Por toda esta variedad en ofertas y por la agresiva publicidad que presentan, los videojuegos están considerados, hoy en día, como una de los principales entretenimientos para nuestra sociedad. Más aún para los más jóvenes, que, presentan importantes riesgos en cuanto a la temática
violenta que tienen algunos de estos videojuegos, como se ha constatado en el informe presentado por la Unión de Consumidores, según se ha informado a DIARIO Bahía de Cádiz.
Este estudio, sobre 111 videojuegos diferentes, ha analizado las edades recomendadas, la temática y la existencia o no de violencia en los mismos. “Y, sin duda alguna, a raíz del mismo, hemos llegado a importantes conclusiones en cuanto a los videojuegos, que, posiblemente, van a venir bien de cara a las próximas compras navideñas”, asegura esta asociación de consumidores.
Los videojuegos nos están exentos de críticas y de bondades. Son muchos los que opinan de los mismos, tanto bien como mal, y, la Unión de Consumidores de Cádiz también quiere ofrecer su opinión respecto a los mismos.
Los que defienden a los videojuegos, argumentan, entre otras, las siguientes ventajas: Favorecen la organización espacio-temporal; Ayudan a mejorar los reflejos; Conllevan un instinto de superación, a medida que se van pasando fases del videojuego y se van consiguiendo logros; Estimulan la concentración de quien los usa; Quien los usa aplica estrategias; No necesitan conocimientos previos, son fácilmente jugables; Aportan satisfacción a los jugadores al ir pasando de fases en ellos, lo que provoca un aumento de a autoestima; o en algunos casos, incluso, puede haber un reconocimiento social por parte de otros jugadores.
Pero, como esta forma de ocio de hoy en día también cuentan con detractores, y los que los atacan señalan como inconvenientes en los mismos a: Su elevado precio, que puede conllevar un factor de discriminación entre los consumidores que no pueden acceder a su compra; Existe la posibilidad de que afecten al sistema nervioso; Ofrecen valores inadecuados, nada recomendados para que estén al alcance de los menores de edad. En este sentido, es muy visible la presencia de violencia en estos videojuegos, lo que no nos parece adecuado para los menores de edad que los utilicen. Así, hay ya importantes informes de organizaciones que critican a los videojuegos por este tema; Fomentan la falta de atención en cuanto a quien lo esté usando a todo lo que no sea el videojuego; y, también, algunos señalan que podrían estar ayudando a los graves problemas de obesidad que está provocando en la población infantil por los largos periodos de inactividad delante de la pantalla del ordenador o de la videoconsola; Pueden provocar la adicción de quien los usa. El enganche a los videojuegos puede provocar estrés, fatiga ocular, dolores musculares, etc. Al margen de provocar esto importantes trastornos de la personalidad y de la conducta; o flexibilidad en cuanto a las edades recomendadas. En muchas ocasiones nos encontramos videojuegos nada apropiados para niños de 3 y 7 años.
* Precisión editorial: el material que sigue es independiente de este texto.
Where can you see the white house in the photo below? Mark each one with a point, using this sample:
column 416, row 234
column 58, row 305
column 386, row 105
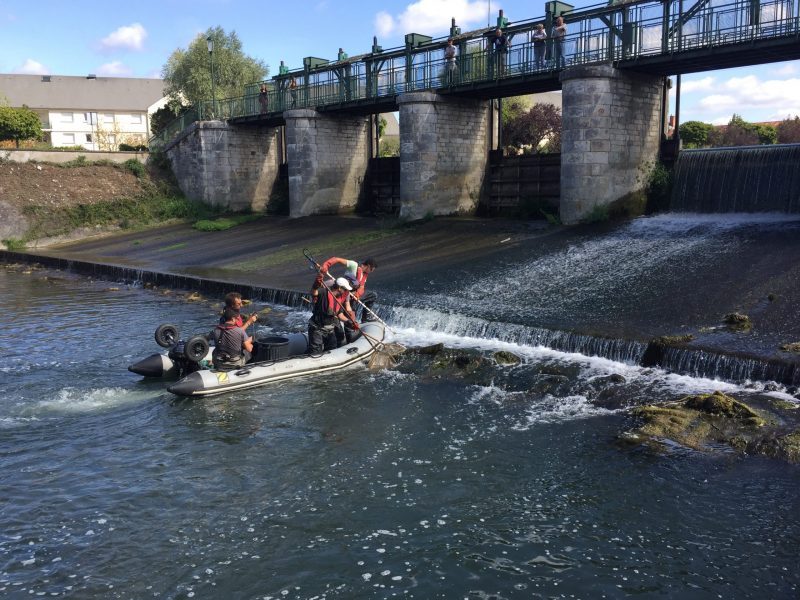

En la Unión de Consumidores de Cádiz señalan que mantienen “una postura intermedia, es decir, dejar que nuestros hijos jueguen con ellos, pero, eso sí, siempre y cuando se eviten los videojuegos violentos, sexistas, discriminatorios, etc, así como, que los mismos sean a adecuados a la edad de los usuarios”.
El problema con respecto a este tipo de productos es que casi no existe legislación al respecto. Sólo algunas Comunidades Autónomas hacen alguna mención a los videojuegos, si bien de una forma vaga.
Existe en España una especie de autocontrol por parte de las empresas del sector que es el Código de Información Paneuropea del Juego (PEGI), que resulta válido para diversos países. En este sistema de autocontrol, se clasifican los videojuegos en cinco grupos de edades, siendo esta información recogida en la parte frontal y trasera de los estuches de los videojuegos. Y, también, van a venir pictogramas alusivos a las razones que justifican su clasificación (violencia, sexo, miedo, lenguaje soez, drogas, discriminación).
Desde la Unión de Consumidores de Cádiz, se valora positivamente la adopción voluntaria de este Código PEGI por parte de las empresas, que en el caso español es adoptado por las 15 compañías que pertenecen a la Asociación Española de Distribuidores y Editores de Software de Entretenimiento-ADESE, y también el Acuerdo de colaboración de dicha organización con la Asociación para la Autorregulación de la Comunicación Comercial, que amplía el alcance de las obligaciones asumidas por el Código PEGI y supone un compromiso de responsabilidad respecto a la publicidad de los productos de software interactivo. Sin embargo, “nuestra organización, conjuntamente con otras, argumentamos que resulta necesario dar un paso más. Es decir, que el autocontrol del Código PEGI no es suficiente, habida cuenta de los contenidos que hemos visto en nuestro estudio y que se presentan a menores de edad en los videojuegos”.
Por todo ello, “entendemos que se debería establecer una legislación restrictiva al respecto, evitando, en la medida de lo posible, que estos contenidos estén tan al alcance de la mano, tal y como ahora viene sucediendo”.
Lógicamente, esta asociación indica que “no sólo el control debe ser realizado por las Administraciones Públicas mediante legislación e inspecciones, tal y como solicitábamos en el apartado de legislación, o, de organizaciones e instituciones como la nuestra o las mencionadas en el informe, con la reivindicación de medidas para evitar la situación actual en torno a los videojuegos, sino que, también, los padres y madres tienen un papel fundamental en este ámbito de la vida de sus hijos. Así, los videojuegos, o, mejor dicho, su uso por parte de los niños, debe ser un aspecto más de la educación de estos. No debemos abandonar nuestra responsabilidad como educadores”.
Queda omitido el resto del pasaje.